His Lordship then rightly observed:
"In a fiscal or taxing Statute one has to look merely at what is clearly said therein, for there is no room for any intendment nor for any equity or for any presumption. In case of unresolved ambiguity, it may be interpreted favourably to the citizen but nothing more. The attempt of the Court in case of ambiguity is to be guided by principle of justice and fairness and to try to arrive at a true meaning of the word."
On a plain reading of Section 4(1) (ja) of the Act, 1990 we have found that that if the gift is made to the son, daughter, father, mother, husband, wife, full brother or full sister of the donor, then the said gift shall be exempt from the gift tax or be excluded from the ambit of gift tax chargeable under section 3 of the Gift Tax Act, 1990.
In the instant case the assessee-applicant made his gifts in several assessment years, in particular, in the assessment years, 2011-2012, 2012-13 and 2013-2014 to 03 (three) trusts established under 03(three) separate deeds of trust, which in no stretch of imagination can be regarded as the persons contemplated in clause (ja) of sub- section (1) of section (4) to qualify for the exemption from the gift tax available under the aforementioned provision.
In the discussions as made above and keeping the principle of laws and authorities regarding interpretation of the provisions of exemption from taxation in mind, it can safely be held when the intention of the Legislature on the statutory language manifestly suggests no ambiguity, it is not permissible to attribute different meaning to the language employed in the text of the legislation of the Gift Tax Act, 1990 for the purpose of enlarging the scope of said legislation.

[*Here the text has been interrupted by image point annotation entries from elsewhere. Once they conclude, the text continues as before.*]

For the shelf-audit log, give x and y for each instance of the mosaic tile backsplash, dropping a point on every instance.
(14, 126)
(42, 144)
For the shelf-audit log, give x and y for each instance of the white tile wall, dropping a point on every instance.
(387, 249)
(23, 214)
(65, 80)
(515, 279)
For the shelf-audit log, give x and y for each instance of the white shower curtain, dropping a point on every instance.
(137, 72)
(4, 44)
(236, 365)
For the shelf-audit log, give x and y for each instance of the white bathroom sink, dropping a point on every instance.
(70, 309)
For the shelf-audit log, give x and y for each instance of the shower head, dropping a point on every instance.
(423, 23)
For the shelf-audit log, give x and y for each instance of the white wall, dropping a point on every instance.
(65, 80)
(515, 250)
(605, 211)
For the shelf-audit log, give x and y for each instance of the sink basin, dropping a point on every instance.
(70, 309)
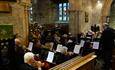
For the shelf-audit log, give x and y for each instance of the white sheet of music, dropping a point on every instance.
(30, 46)
(77, 49)
(50, 57)
(59, 48)
(95, 45)
(82, 42)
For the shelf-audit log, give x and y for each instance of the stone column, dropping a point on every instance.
(74, 12)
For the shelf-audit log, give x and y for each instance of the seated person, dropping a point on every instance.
(30, 63)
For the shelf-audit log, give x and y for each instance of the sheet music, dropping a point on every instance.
(50, 57)
(64, 49)
(95, 45)
(59, 48)
(82, 42)
(30, 46)
(77, 49)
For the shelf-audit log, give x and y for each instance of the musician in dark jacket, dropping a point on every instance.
(30, 63)
(107, 45)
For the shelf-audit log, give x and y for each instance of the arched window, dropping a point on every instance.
(62, 12)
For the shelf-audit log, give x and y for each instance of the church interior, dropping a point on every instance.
(62, 34)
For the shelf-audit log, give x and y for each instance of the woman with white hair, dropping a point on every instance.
(30, 63)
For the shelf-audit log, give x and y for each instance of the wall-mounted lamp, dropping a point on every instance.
(99, 4)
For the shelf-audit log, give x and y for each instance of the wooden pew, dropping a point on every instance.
(78, 63)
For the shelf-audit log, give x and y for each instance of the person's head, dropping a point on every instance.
(17, 41)
(29, 58)
(105, 25)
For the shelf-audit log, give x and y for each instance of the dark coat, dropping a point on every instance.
(26, 67)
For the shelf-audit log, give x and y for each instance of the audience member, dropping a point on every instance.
(30, 63)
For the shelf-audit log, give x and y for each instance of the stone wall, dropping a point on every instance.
(18, 18)
(44, 12)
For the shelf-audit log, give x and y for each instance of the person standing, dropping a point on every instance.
(107, 45)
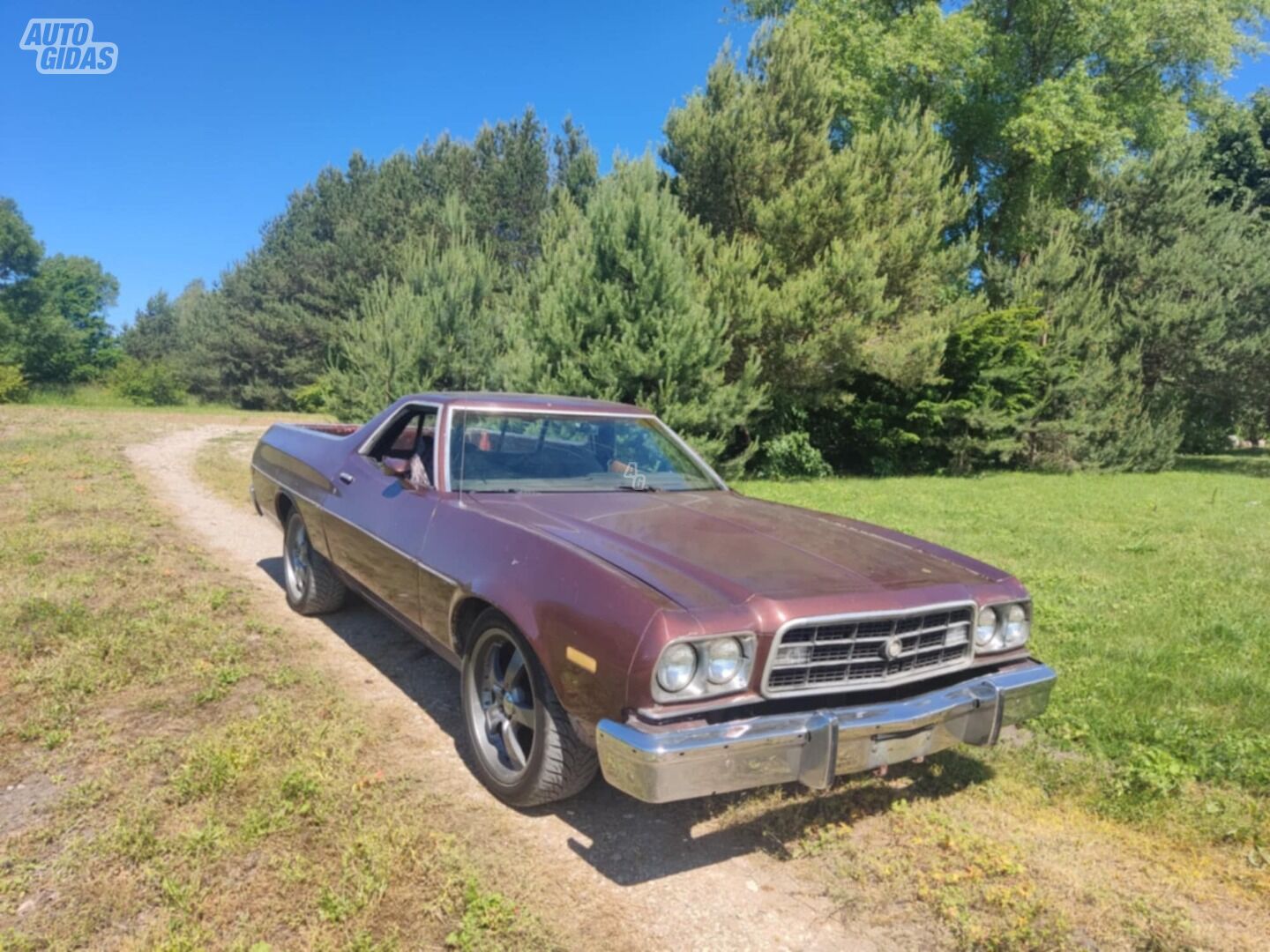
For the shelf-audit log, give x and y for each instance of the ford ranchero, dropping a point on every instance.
(611, 603)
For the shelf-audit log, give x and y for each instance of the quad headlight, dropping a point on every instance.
(1001, 628)
(704, 666)
(677, 666)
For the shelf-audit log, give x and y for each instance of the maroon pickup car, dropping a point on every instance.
(612, 605)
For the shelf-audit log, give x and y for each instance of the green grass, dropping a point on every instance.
(190, 779)
(1151, 599)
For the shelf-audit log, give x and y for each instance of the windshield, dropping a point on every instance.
(528, 452)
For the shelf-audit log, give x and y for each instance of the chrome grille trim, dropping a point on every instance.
(846, 651)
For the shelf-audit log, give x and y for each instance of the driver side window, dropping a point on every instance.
(412, 435)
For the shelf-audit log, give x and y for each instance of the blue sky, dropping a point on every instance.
(165, 169)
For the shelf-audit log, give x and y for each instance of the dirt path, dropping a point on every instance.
(619, 873)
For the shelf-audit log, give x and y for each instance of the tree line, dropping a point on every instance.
(893, 238)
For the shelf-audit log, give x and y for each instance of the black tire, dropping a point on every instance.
(311, 583)
(557, 764)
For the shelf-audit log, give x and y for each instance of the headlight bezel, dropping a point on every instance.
(700, 686)
(1009, 634)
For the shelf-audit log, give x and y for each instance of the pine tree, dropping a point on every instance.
(621, 309)
(438, 323)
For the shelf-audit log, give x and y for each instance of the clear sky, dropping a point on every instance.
(167, 167)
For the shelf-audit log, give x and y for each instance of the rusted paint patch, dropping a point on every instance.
(583, 660)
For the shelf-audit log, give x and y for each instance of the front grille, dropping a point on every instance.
(851, 652)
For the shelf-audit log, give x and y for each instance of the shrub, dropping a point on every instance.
(791, 456)
(147, 383)
(13, 385)
(314, 398)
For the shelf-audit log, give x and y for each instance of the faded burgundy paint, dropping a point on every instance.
(616, 576)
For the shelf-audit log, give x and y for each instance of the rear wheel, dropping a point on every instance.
(312, 584)
(525, 747)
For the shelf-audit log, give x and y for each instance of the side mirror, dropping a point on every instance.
(400, 469)
(397, 467)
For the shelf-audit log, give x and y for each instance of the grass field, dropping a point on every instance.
(1152, 599)
(181, 778)
(193, 782)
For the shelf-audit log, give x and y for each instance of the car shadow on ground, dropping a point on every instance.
(621, 838)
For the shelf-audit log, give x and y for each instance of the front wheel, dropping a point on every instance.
(525, 747)
(312, 584)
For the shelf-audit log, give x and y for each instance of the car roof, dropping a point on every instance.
(481, 400)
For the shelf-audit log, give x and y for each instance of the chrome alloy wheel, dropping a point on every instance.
(502, 709)
(297, 564)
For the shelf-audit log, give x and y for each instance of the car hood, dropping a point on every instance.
(714, 548)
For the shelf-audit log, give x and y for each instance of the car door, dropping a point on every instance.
(376, 521)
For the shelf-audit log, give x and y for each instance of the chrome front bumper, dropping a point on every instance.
(814, 747)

In this regard, it would be profitable to quote again some words from the judgment of this Division in the case of Director of Taxation and Excise -Vs- Mehedi Ali Khan Panni, 32 DLR(AD) 138, which is as follows:
"A taxing statute is to be interpreted on the language used in the statute. No tax can be imposed on the citizen without the word in an Act of the legislature clearly showing the intention to lay a burden on him. When that intention is sufficiently shown, it is not open to speculate on what would be the fairest and most equitable mode of levying tax. In a fiscal or taxing statute one has to look merely at what is clearly said therein, for there is no room for any intendment nor for any equity or for any presumption."
Fortified with the decisions and the discussions as made above, we are of the view that the High Court Division rightly held that the assessing officer (Extra Assessment Commissioner of Taxes) and the appellate authorities below did not commit any illegality in imposing gift tax as contemplated under section 3 of the Gift Tax Act, 1990 and in rejecting the claim of exemption; because, in view of the provisions of the Gift Tax Act, 1990, the claim of exemption of the assessee-applicant does not have any legal basis.
Therefore, we find no legal infirmity in the impugned judgment and order passed by the High Court Division. It is elaborate, speaking and well composed. We are not inclined to interfere with the same.
Accordingly, all the leave petitions are dismissed without any order as to costs.